Die lebhafte Diskussion hob sowohl die Chancen als auch die Schwierigkeiten bei der Schaffung eines europäischen Safe Assets hervor. Während einige den deutschen Anleihemarkt als De-facto-Benchmark sahen, wiesen andere auf seine im Vergleich zum Bedarf Europas begrenzte Marktgröße hin.
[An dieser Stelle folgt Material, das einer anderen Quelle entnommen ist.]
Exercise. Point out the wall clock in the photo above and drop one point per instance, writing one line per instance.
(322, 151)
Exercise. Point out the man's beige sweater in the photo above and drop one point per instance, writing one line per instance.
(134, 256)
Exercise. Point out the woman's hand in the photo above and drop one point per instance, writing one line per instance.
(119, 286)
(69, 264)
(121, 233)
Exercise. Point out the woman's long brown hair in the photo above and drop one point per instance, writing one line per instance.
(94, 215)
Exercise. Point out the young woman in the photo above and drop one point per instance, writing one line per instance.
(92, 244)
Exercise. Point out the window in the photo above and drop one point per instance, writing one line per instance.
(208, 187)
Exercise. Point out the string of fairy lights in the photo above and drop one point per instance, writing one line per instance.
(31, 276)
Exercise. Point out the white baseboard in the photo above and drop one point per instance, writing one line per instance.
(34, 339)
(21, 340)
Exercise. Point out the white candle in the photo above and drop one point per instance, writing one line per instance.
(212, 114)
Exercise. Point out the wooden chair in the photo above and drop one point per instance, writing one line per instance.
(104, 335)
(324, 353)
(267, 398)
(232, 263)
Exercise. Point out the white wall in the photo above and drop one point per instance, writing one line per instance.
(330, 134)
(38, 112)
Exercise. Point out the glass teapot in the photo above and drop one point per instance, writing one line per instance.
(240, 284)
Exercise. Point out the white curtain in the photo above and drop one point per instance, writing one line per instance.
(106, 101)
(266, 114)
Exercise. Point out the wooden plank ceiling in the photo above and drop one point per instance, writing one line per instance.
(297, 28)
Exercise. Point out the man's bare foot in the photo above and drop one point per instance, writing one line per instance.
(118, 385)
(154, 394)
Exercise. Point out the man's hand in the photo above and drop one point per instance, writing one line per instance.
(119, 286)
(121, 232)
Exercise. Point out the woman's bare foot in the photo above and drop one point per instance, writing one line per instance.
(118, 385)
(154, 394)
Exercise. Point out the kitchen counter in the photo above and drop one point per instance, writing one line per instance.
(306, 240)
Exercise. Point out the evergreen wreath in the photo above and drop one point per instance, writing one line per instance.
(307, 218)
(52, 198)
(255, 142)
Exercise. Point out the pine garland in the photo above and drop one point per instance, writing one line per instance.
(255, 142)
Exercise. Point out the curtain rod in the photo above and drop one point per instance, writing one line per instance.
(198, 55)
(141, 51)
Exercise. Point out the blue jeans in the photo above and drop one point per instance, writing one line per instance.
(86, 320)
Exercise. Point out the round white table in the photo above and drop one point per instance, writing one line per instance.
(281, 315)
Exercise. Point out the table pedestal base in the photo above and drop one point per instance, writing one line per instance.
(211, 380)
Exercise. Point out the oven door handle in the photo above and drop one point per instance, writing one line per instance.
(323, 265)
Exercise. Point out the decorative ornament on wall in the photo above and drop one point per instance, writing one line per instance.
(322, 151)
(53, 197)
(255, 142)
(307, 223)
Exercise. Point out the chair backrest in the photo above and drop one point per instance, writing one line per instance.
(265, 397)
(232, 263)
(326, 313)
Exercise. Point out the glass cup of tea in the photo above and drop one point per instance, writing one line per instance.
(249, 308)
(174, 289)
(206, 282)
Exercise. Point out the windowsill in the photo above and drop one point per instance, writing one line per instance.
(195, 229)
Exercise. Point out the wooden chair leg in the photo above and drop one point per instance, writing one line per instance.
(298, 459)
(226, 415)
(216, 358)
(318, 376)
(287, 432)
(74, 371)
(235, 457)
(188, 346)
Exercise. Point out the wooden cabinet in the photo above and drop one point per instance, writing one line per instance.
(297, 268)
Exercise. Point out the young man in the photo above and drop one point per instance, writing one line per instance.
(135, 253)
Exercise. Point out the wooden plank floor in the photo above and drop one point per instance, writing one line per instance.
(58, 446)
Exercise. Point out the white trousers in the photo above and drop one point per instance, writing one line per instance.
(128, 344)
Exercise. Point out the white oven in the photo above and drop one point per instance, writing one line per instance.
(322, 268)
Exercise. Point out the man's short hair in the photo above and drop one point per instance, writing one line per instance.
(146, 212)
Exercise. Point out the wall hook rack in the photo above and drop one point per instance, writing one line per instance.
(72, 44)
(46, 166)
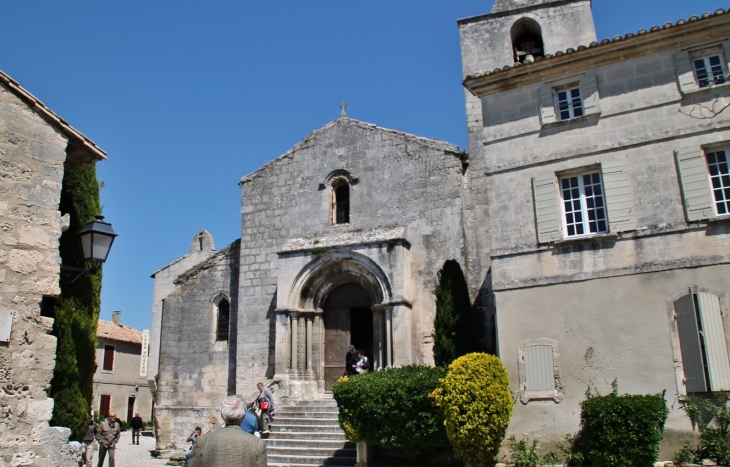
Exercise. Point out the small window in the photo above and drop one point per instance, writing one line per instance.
(569, 103)
(224, 316)
(342, 204)
(702, 342)
(584, 209)
(105, 405)
(709, 70)
(108, 358)
(717, 165)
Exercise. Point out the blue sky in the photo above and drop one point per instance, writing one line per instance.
(187, 97)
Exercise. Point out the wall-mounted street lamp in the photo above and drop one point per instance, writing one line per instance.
(96, 240)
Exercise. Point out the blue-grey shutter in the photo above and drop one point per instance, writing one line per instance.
(589, 94)
(619, 195)
(547, 105)
(689, 343)
(539, 371)
(713, 331)
(692, 168)
(546, 208)
(685, 73)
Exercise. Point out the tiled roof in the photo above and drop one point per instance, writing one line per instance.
(593, 45)
(118, 332)
(63, 125)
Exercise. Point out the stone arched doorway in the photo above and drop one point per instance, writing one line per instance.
(348, 319)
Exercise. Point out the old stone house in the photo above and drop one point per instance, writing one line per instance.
(36, 148)
(120, 380)
(589, 216)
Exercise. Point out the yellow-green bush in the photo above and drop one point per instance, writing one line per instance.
(476, 404)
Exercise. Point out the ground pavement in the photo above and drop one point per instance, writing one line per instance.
(132, 455)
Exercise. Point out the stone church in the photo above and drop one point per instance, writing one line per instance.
(590, 215)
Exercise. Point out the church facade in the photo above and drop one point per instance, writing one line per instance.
(589, 215)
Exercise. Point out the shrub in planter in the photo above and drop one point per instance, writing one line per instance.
(391, 408)
(622, 430)
(476, 404)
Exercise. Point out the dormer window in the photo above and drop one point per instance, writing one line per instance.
(341, 203)
(527, 43)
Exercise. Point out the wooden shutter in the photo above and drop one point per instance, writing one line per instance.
(108, 358)
(713, 331)
(547, 105)
(619, 195)
(695, 183)
(539, 372)
(106, 402)
(685, 73)
(689, 343)
(589, 94)
(546, 208)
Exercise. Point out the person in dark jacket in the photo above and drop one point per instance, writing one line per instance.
(137, 424)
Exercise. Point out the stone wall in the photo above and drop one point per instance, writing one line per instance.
(32, 155)
(196, 370)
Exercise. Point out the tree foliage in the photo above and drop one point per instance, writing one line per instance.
(76, 310)
(452, 330)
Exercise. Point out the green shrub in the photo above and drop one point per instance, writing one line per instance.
(713, 420)
(391, 408)
(476, 404)
(622, 431)
(76, 310)
(452, 327)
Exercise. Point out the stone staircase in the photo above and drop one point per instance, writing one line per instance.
(308, 434)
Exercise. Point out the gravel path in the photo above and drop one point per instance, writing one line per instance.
(132, 455)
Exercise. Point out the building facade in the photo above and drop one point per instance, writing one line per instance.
(120, 380)
(36, 148)
(590, 218)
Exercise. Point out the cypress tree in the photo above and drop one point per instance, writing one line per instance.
(451, 336)
(76, 310)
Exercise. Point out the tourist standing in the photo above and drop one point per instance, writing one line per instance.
(107, 434)
(229, 446)
(265, 400)
(137, 426)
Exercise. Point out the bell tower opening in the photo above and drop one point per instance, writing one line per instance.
(527, 44)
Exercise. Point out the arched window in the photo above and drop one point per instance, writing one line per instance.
(527, 42)
(224, 319)
(342, 203)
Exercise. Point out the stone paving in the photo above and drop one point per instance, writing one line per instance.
(132, 455)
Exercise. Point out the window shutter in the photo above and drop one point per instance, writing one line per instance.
(713, 331)
(546, 208)
(539, 373)
(619, 196)
(695, 184)
(689, 343)
(685, 73)
(547, 105)
(589, 93)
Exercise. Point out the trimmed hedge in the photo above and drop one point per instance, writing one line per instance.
(452, 332)
(476, 404)
(622, 431)
(391, 408)
(76, 310)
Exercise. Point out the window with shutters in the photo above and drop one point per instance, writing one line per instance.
(108, 364)
(701, 331)
(561, 102)
(702, 68)
(539, 371)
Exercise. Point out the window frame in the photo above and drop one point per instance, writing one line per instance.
(113, 358)
(584, 205)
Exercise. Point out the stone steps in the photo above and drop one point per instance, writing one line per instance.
(308, 434)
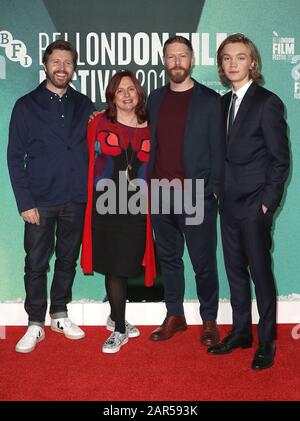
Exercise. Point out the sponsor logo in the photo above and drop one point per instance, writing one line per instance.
(296, 332)
(2, 332)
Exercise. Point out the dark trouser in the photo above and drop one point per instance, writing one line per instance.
(247, 243)
(170, 232)
(65, 223)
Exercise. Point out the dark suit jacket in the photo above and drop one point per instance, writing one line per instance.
(257, 153)
(203, 151)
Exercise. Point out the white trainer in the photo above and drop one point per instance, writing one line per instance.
(114, 342)
(33, 335)
(132, 331)
(67, 327)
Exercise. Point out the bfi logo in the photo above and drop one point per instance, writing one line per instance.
(15, 50)
(283, 47)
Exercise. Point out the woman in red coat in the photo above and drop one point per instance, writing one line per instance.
(117, 242)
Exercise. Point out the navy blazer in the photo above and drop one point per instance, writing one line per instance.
(203, 151)
(48, 162)
(257, 153)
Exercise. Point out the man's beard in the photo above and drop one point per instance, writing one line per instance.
(57, 83)
(177, 77)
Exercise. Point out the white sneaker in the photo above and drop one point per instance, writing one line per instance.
(33, 335)
(132, 331)
(67, 327)
(114, 342)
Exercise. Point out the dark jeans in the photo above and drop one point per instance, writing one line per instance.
(201, 240)
(60, 230)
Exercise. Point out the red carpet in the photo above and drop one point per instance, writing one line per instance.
(175, 370)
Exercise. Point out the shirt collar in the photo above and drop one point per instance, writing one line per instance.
(51, 95)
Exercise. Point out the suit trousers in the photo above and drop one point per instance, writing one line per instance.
(60, 230)
(170, 232)
(246, 246)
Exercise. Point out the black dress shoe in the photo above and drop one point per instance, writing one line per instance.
(231, 342)
(210, 334)
(264, 356)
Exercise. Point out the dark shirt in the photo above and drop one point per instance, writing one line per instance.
(47, 153)
(171, 124)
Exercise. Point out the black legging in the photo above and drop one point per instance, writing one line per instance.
(116, 289)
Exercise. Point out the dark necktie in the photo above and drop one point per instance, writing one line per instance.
(231, 113)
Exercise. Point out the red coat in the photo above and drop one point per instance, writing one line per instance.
(86, 260)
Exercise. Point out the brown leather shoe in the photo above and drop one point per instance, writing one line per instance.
(210, 334)
(170, 326)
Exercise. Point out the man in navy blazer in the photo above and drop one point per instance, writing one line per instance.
(186, 143)
(47, 161)
(256, 168)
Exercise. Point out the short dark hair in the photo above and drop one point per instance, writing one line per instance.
(180, 40)
(60, 44)
(113, 84)
(254, 72)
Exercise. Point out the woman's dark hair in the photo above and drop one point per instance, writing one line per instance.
(60, 44)
(254, 72)
(113, 84)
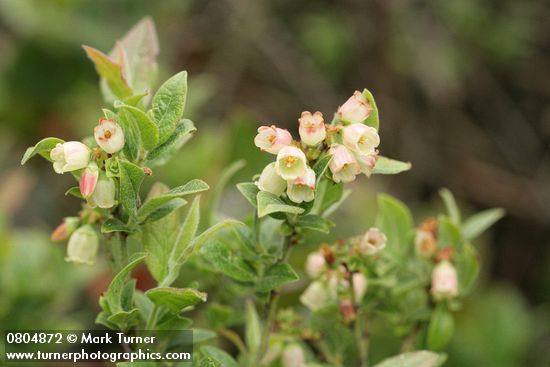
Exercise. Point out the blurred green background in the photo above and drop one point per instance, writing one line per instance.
(463, 88)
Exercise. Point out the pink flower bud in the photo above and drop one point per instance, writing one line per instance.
(356, 109)
(83, 245)
(70, 156)
(270, 180)
(359, 283)
(88, 180)
(344, 166)
(109, 136)
(312, 128)
(291, 163)
(425, 243)
(367, 162)
(302, 188)
(293, 356)
(65, 229)
(444, 281)
(360, 138)
(104, 193)
(315, 264)
(372, 242)
(347, 310)
(271, 139)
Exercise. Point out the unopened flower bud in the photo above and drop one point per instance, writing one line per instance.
(356, 109)
(302, 188)
(88, 180)
(372, 242)
(109, 136)
(337, 283)
(425, 243)
(65, 229)
(444, 281)
(270, 180)
(271, 139)
(359, 284)
(83, 245)
(291, 163)
(347, 311)
(344, 166)
(293, 356)
(104, 193)
(367, 162)
(360, 138)
(312, 128)
(70, 156)
(315, 264)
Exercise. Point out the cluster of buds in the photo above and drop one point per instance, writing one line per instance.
(444, 283)
(96, 187)
(371, 243)
(350, 142)
(333, 282)
(425, 241)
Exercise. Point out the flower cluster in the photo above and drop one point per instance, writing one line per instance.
(444, 283)
(95, 185)
(335, 279)
(351, 143)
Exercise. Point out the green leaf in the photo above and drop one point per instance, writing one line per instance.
(321, 166)
(201, 335)
(205, 236)
(163, 210)
(421, 358)
(166, 150)
(221, 256)
(112, 299)
(74, 191)
(275, 276)
(395, 220)
(269, 204)
(250, 191)
(159, 239)
(467, 267)
(115, 225)
(110, 71)
(253, 331)
(373, 119)
(168, 104)
(220, 356)
(450, 204)
(314, 223)
(131, 177)
(131, 135)
(387, 166)
(440, 329)
(141, 47)
(43, 148)
(448, 234)
(480, 222)
(176, 299)
(148, 130)
(186, 233)
(192, 187)
(223, 180)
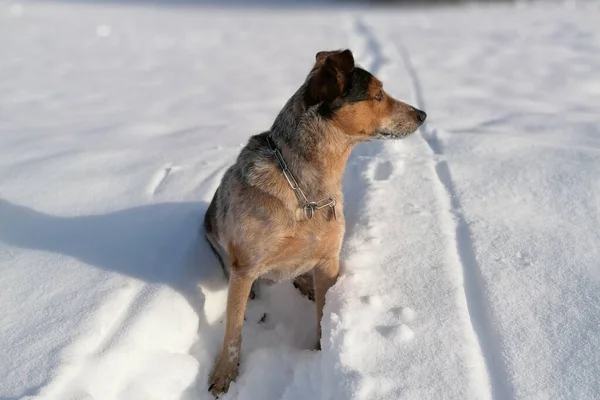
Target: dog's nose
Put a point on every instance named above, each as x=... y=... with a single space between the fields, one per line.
x=421 y=115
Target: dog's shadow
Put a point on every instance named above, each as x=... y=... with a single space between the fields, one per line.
x=157 y=244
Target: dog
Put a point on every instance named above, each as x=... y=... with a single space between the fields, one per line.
x=278 y=212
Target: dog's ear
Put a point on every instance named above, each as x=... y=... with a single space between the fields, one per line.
x=329 y=77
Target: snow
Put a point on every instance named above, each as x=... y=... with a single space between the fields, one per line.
x=471 y=264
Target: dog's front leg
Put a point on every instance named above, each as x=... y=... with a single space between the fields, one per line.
x=326 y=273
x=226 y=368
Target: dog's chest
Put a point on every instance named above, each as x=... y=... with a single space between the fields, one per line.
x=302 y=253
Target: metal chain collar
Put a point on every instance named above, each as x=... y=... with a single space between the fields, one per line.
x=309 y=207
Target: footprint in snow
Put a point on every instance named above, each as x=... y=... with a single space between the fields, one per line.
x=383 y=171
x=398 y=332
x=401 y=333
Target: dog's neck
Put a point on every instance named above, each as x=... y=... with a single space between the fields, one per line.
x=314 y=150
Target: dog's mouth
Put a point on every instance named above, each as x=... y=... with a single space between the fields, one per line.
x=385 y=134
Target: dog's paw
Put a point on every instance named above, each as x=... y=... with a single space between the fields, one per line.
x=221 y=377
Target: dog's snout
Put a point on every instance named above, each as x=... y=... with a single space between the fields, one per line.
x=421 y=115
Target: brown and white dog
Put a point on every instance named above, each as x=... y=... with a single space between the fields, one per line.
x=278 y=212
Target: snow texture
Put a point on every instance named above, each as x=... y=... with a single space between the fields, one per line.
x=471 y=264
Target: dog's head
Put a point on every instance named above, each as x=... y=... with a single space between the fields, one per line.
x=355 y=101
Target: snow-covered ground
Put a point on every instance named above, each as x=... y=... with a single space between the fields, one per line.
x=472 y=257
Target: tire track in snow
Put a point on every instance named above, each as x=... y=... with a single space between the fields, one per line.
x=357 y=180
x=478 y=308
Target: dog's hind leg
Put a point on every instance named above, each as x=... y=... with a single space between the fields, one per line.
x=226 y=368
x=326 y=274
x=306 y=285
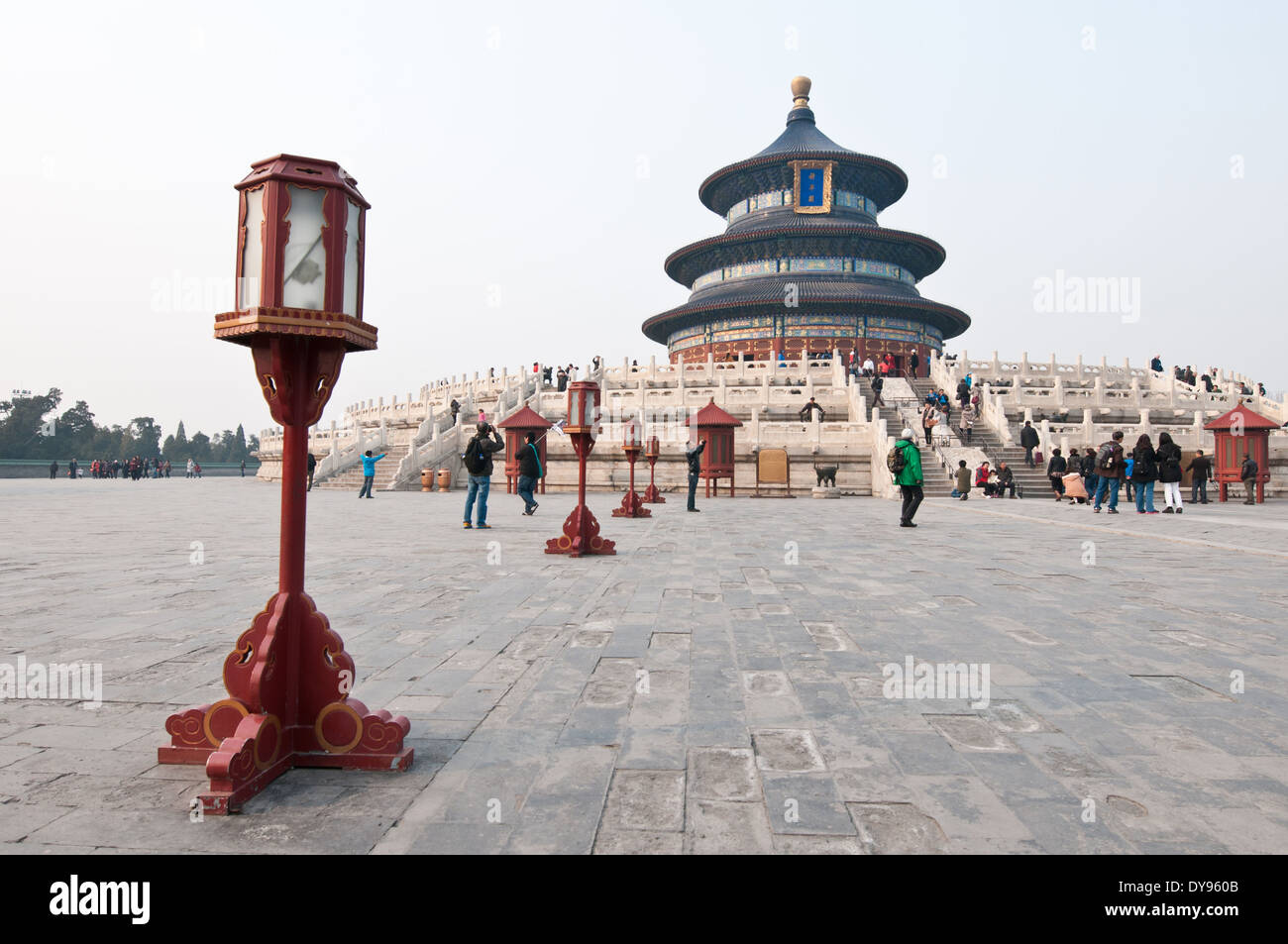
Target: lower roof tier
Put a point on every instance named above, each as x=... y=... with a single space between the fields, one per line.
x=785 y=304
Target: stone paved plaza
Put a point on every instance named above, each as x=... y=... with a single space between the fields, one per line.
x=716 y=686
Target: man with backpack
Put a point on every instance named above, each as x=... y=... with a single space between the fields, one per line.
x=1201 y=471
x=478 y=463
x=1111 y=469
x=905 y=464
x=369 y=472
x=529 y=472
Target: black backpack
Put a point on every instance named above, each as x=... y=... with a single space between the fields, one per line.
x=475 y=458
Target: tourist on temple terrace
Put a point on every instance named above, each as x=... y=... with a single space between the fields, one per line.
x=1005 y=479
x=1170 y=472
x=1248 y=478
x=478 y=464
x=1201 y=471
x=1056 y=467
x=1029 y=441
x=909 y=476
x=1144 y=474
x=369 y=472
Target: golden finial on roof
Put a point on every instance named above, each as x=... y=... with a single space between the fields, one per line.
x=800 y=91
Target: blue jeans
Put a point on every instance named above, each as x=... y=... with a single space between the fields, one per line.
x=1144 y=496
x=480 y=485
x=526 y=484
x=1108 y=484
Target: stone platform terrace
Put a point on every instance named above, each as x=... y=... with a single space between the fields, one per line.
x=713 y=687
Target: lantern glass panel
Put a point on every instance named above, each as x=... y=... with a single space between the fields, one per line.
x=304 y=269
x=253 y=250
x=351 y=259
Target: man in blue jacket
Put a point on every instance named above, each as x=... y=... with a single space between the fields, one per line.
x=369 y=472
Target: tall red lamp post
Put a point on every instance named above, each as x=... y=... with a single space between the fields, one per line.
x=581 y=531
x=651 y=452
x=299 y=309
x=632 y=505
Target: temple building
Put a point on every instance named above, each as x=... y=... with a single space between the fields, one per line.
x=803 y=266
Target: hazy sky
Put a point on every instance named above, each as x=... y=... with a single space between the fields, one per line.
x=548 y=156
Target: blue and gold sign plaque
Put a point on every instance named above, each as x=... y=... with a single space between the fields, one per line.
x=811 y=185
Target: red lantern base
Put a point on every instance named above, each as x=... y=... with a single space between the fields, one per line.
x=631 y=506
x=581 y=536
x=314 y=724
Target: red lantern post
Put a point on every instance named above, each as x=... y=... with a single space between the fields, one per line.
x=631 y=505
x=299 y=309
x=581 y=531
x=651 y=452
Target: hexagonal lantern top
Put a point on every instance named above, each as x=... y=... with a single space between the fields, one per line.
x=300 y=233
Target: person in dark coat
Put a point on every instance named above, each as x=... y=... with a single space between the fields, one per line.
x=1201 y=471
x=1170 y=472
x=1144 y=474
x=1248 y=476
x=694 y=456
x=1029 y=439
x=1056 y=467
x=1089 y=472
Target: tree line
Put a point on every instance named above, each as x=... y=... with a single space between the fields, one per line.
x=31 y=428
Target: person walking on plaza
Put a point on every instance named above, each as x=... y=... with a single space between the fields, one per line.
x=478 y=464
x=694 y=456
x=1089 y=472
x=1144 y=474
x=1170 y=472
x=966 y=423
x=1201 y=471
x=1248 y=478
x=905 y=462
x=1005 y=480
x=1056 y=469
x=1029 y=441
x=529 y=472
x=369 y=472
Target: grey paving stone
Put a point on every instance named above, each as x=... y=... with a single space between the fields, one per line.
x=515 y=684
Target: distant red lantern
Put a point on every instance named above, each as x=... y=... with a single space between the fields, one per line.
x=632 y=506
x=651 y=452
x=717 y=459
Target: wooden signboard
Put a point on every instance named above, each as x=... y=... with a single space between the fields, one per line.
x=773 y=468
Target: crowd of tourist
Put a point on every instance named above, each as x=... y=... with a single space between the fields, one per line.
x=129 y=469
Die Panelteilnehmer waren sich einig, dass ein legitimes gemeinsames Instrument die Rolle des Euro als globale Reservewährung stärken könnte, waren sich jedoch uneinig darüber, ob die aktuellen Initiativen einen realistischen Weg nach vorne bieten. 

Finanzmärkte gestalten in Zeiten des Wandels

Zwei Tage lang diskutierten Forscher, politische Entscheidungsträger und Branchenexperten die Veränderungen, welche Finanzsysteme im Zuge digitaler Innovationen und geopolitischer Unsicherheiten prägen. Ausgerichtet wurde die Konferenz von den CEPR Research Policy Networks European Economic PolicyFinTech and Digital Currencies sowie European Financial Architecture, gemeinsam mit dem Leibniz-Institut für Finanzmarktforschung SAFE. Zum Abschluss der Konferenz dankte Mitorganisatorin Loriana Pelizzon den Teilnehmenden für das wertvolle Forum des Austauschs und der Zusammenarbeit und äußerte ihre Vorfreude auf die nächste Ausgabe im kommenden Jahr.